Literature DB >> 14697508

Cloning, sequencing, and biochemical characterization of the nostocyclopeptide biosynthetic gene cluster: molecular basis for imine macrocyclization.

Julia E Becker1, Richard E Moore, Bradley S Moore.   

Abstract

Nostocyclopeptides A1 and A2 are novel cyclic heptapeptides produced by the terrestrial cyanobacterium Nostoc sp. ATCC53789 that possess a unique imino linkage in the macrocyclic ring. Herein we report the cloning, sequencing, annotation, and biochemical analysis of the 33-kb nostocyclopeptide (ncp) biosynthetic gene cluster, which includes seven open reading frames predicted to be involved in the biosynthesis and transport of these natural products. The genetic architecture and domain organization of the ncpA-B nonribosomal peptide synthetase (NRPS) is co-linear in arrangement with respect to the putative order of the biosynthetic assembly of the cyclic peptide.

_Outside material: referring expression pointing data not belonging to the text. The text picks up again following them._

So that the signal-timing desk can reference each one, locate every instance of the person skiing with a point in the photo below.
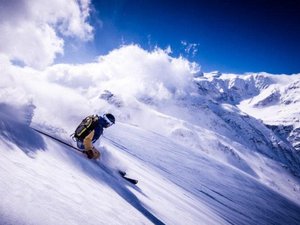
(89, 131)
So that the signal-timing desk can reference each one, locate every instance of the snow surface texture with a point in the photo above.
(206, 148)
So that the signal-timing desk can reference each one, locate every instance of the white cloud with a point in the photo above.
(32, 31)
(131, 73)
(190, 48)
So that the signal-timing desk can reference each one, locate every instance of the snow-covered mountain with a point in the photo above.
(207, 148)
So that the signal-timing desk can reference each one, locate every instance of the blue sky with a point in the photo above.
(229, 35)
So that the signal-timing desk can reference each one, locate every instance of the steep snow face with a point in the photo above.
(272, 98)
(198, 150)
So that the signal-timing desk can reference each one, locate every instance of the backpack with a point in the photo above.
(85, 127)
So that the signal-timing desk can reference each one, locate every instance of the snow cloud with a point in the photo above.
(32, 31)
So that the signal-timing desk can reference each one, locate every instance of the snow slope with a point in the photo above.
(199, 158)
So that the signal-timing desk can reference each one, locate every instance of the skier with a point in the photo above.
(89, 131)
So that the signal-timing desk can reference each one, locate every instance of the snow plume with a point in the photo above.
(129, 76)
(32, 31)
(131, 71)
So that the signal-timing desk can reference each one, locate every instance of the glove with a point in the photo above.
(92, 153)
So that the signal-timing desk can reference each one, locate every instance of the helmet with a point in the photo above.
(109, 118)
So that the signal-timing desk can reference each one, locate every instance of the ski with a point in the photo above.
(121, 173)
(131, 180)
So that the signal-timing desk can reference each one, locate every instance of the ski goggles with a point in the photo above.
(109, 123)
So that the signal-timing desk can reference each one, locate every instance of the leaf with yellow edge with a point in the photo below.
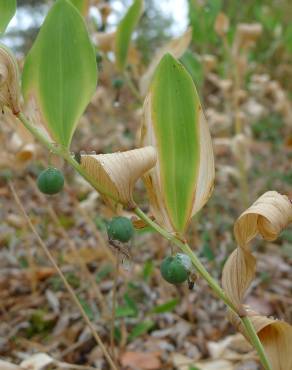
(118, 172)
(173, 122)
(60, 72)
(268, 216)
(175, 47)
(124, 33)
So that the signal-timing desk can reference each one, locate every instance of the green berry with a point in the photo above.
(121, 229)
(117, 83)
(50, 181)
(176, 269)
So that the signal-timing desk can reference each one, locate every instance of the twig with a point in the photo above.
(65, 282)
(114, 302)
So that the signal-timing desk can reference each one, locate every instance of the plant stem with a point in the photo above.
(132, 87)
(196, 262)
(114, 303)
(63, 278)
(213, 285)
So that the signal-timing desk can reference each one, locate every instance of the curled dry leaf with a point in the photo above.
(9, 81)
(268, 216)
(118, 172)
(176, 47)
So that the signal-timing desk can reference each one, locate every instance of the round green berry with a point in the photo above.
(176, 269)
(50, 181)
(121, 229)
(117, 83)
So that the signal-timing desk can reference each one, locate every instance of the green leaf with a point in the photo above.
(125, 311)
(81, 5)
(182, 180)
(166, 307)
(7, 11)
(193, 66)
(124, 33)
(60, 72)
(140, 329)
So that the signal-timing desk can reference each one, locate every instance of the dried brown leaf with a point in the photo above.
(9, 81)
(118, 172)
(268, 216)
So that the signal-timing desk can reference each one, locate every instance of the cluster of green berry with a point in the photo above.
(174, 269)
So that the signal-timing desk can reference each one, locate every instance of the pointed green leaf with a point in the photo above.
(124, 33)
(60, 71)
(182, 180)
(7, 11)
(81, 5)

A reductase domain identified at the C-terminal end of the NRPS NcpB is predicted to catalyze an NAD(P)H-mediated hydride transfer to the heptapeptidyl-S-enzyme intermediate NH(2)-Tyr-Gly-DGln-Ile-Ser-mPro-Leu/Phe-S-NRPS to yield a linear heptapeptide aldehyde that is subsequently captured intramolecularly with the amino group of the N-terminal amino acid residue tyrosine to form a stable imine bond. While a few C-terminal reductases associated with NRPSs have been identified, the ncp reductase is the first to mediate imine macrocyclization involving peptide N- and C-termini. Biochemical analysis of the NcpA1 and NcpB1 adenylation domains coupled with the recent characterization of the (2S,4S)-5-hydroxyleucine dehydrogenase NcpD, which is involved in the biosynthesis of the nonproteinogenic amino acid residue L-4-methylproline from L-leucine, support the involvement of this cluster in nostocyclopeptide biosynthesis.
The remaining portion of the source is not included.